Microsoft Philanthropies Donates $1 Billion in Cloud Services

Microsoft Philanthropies Empowerment begins with inclusion

Microsoft announced on 19th January 2016 that they are planning to donate $1 billion of Microsoft’s Cloud Services to help non-profit organizations and university researchers. This is part of a new three-part initiative to use Microsoft’s profit for the public good, and the project will run over the next three years.

The project has been organized by the non-profit section of the Microsoft business, named Microsoft Philanthropies, which was launched in December 2016.

About Microsoft Philanthropies

Microsoft Philanthropies is a branch of Microsoft dedicated to non-profit work that improves people’s lives through technology; they do this through making various investments into digital inclusion.
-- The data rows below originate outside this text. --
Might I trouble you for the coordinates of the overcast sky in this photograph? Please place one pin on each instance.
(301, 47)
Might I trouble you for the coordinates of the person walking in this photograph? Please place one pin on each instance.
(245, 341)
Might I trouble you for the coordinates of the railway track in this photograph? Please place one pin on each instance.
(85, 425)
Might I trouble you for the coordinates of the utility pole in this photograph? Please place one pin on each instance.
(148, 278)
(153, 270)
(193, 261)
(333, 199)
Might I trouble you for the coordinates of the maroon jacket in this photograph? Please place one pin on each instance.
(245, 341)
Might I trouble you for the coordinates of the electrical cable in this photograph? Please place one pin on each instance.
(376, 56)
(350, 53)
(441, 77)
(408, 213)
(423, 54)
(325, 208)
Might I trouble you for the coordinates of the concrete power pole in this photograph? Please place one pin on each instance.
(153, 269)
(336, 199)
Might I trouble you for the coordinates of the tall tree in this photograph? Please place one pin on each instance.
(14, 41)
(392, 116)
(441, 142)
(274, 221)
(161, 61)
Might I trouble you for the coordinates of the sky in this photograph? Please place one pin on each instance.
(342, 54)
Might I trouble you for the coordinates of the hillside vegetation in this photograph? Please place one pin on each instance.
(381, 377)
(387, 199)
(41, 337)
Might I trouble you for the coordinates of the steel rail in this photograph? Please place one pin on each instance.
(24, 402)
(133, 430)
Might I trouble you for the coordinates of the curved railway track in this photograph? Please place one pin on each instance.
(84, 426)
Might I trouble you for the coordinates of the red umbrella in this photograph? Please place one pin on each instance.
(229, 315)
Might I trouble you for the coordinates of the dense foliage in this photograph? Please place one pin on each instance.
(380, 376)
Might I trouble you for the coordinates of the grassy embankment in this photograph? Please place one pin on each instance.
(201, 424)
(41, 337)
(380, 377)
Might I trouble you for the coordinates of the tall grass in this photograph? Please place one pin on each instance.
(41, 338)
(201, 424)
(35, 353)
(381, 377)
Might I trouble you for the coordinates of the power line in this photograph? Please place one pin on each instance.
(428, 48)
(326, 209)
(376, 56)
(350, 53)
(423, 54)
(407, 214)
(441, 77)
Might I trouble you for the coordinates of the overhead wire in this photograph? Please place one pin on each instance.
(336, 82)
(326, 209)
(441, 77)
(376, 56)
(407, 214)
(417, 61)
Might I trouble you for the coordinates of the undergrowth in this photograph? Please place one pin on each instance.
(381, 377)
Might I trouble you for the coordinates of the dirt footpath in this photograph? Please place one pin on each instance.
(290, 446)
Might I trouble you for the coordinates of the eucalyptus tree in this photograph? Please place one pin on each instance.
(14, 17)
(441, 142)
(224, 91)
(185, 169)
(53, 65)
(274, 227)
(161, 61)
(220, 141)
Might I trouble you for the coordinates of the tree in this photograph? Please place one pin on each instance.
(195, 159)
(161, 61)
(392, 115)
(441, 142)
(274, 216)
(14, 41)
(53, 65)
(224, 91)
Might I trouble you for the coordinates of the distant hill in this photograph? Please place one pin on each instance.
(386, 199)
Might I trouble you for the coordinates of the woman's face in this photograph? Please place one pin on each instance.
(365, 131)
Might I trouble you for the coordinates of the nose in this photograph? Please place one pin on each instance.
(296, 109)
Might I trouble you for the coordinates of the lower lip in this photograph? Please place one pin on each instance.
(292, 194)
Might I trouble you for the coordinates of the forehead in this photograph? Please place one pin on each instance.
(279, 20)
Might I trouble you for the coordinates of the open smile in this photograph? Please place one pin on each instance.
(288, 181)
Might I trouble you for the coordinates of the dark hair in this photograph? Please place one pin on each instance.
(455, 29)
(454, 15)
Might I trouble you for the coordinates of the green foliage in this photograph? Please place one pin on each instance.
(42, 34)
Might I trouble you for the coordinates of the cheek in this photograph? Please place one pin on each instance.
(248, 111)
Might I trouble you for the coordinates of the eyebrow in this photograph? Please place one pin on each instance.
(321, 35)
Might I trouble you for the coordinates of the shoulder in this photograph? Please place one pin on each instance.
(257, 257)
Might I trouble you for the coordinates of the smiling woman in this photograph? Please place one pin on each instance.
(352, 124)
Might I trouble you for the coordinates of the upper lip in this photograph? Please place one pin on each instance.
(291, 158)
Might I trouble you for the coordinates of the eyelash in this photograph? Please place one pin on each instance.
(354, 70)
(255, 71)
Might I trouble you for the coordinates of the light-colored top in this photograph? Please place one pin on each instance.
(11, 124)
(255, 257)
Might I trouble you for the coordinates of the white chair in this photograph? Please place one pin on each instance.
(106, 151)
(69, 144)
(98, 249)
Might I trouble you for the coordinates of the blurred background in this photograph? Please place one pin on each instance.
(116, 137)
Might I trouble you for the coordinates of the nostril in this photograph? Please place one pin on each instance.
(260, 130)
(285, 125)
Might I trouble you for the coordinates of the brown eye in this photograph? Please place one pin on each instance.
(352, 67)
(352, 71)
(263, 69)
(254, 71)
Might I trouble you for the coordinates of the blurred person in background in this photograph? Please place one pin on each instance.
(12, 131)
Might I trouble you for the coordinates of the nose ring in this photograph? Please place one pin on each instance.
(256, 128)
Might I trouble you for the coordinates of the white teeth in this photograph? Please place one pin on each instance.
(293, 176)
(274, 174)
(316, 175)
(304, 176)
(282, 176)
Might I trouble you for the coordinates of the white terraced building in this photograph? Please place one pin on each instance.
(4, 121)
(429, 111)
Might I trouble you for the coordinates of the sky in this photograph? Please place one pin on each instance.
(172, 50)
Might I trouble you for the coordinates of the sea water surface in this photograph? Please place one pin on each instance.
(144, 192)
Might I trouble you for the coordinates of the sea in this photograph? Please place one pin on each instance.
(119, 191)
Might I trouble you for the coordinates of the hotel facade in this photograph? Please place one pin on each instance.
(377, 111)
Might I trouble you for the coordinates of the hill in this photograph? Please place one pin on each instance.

These investments range from providing Internet connectivity to more people, training people to start their own online businesses, and greater access to computer science education.

A statement on the Microsoft Philanthropies website gives clear insight into their purpose:

“Through Microsoft Philanthropies, we’re investing Microsoft’s strongest assets to drive greater inclusion and empowerment of people who do not have access to technology and the opportunities it offers and enables. As we do so, we will build on the foundation of Microsoft’s 30-plus years of giving, seeking new ways to achieve greater outcomes for a broader segment of the world’s population.”

One Billion Dollars Cloud Service Donation

The initiative to donate $1 billion of Cloud Services to various causes is aimed at opening up the Internet and its technologies to those who don’t yet have access. It is hoped that by doing so, more people will be able to reap the benefits of this technology: whether the benefits are financial, or communicational.

Microsoft President, Brad Smith, commented:

We’re committed to helping non-profit groups and universities use cloud computing to address fundamental human challenges. One of our ambitions for Microsoft Philanthropies is to partner with these groups to ensure that cloud computing reaches more people and serves the broadest array of societal needs.

Microsoft’s three-part project consists of these plans:

  • A donation program which is aimed at making Microsoft Cloud Services, especially Microsoft Azure, more accessible to organizations like charities and universities; the company hopes that it will be providing Cloud Services to approximately 70, 000 such organizations worldwide over the next three years.
  • A 50% expansion of the Microsoft Azure Research Program which guarantees free Azure storage and cloud computing to university research; even before this program begins, Microsoft already provides free cloud computing to over 600 university faculties.
  • A combination of donated resources with increased Internet access and training: Microsoft Philanthropies will join with Microsoft Business Development to support 20 public-private partnerships, all of which focus on opening Internet access to over 15 countries. This project is expected to have widened the Internet’s reach to these 15 countries in 2017.

Microsoft says that their new plans will begin to be enacted in spring 2016, and it also maintains that this is a widening of its donating, and so organizations already receiving free Microsoft services will not have them taken away as the new initiative moves in.

Though the move will be welcome news to many in the charity and higher education sectors, Microsoft may also be thinking of their reputation in launching this project. IDC Research Manager, George Mironescu, said of the donation plan:

It’s not surprising to Microsoft doing that given that competitors such as Google have been very active in the non-profit and education sector for some time now and their often free services challenge Microsoft to convince such organizations to buy/ consume into its services.

Mironescu suggests that there may also be an industry driver behind Microsoft’s new philanthropy by drawing much more attention to the company, and may open up people to their services who may have previously gone to Google.

That being said, the project remains an important one for non-profit and educational organizations and shows Microsoft’s recognition that access to the Internet should be extended to many more people. The Microsoft Philanthropies initiative will give many more people the opportunity to be a part of cloud computing, and to expand their business, education or causes through the Internet.

Investments Made By Microsoft Philanthropies

So far, Microsoft Philanthropies have invested in various projects which further their aims; these range across all the sectors they try to cover and include:

  • Microsoft YouthSpark: This is a global initiative to allow more youngsters to learn about computer science. It was launched originally three years ago and has turned into a cross-company project which has created opportunities for more than 300 million youth around the world.
  • Work In Washington State: Microsoft has expanded to work around the globe, but with almost 42, 000 employees and their families living in Washington State, they remain interested in their home state’s economy. They have invested in public education projects there, as well as transportation.
  • Affordable Access Initiative: Microsoft say on their website, with affordable Internet access, 4.2 billion more people could communicate, further their employment and expand their lives. So, Microsoft offers grants of $75, 000 to companies providing access to regions without Internet connectivity.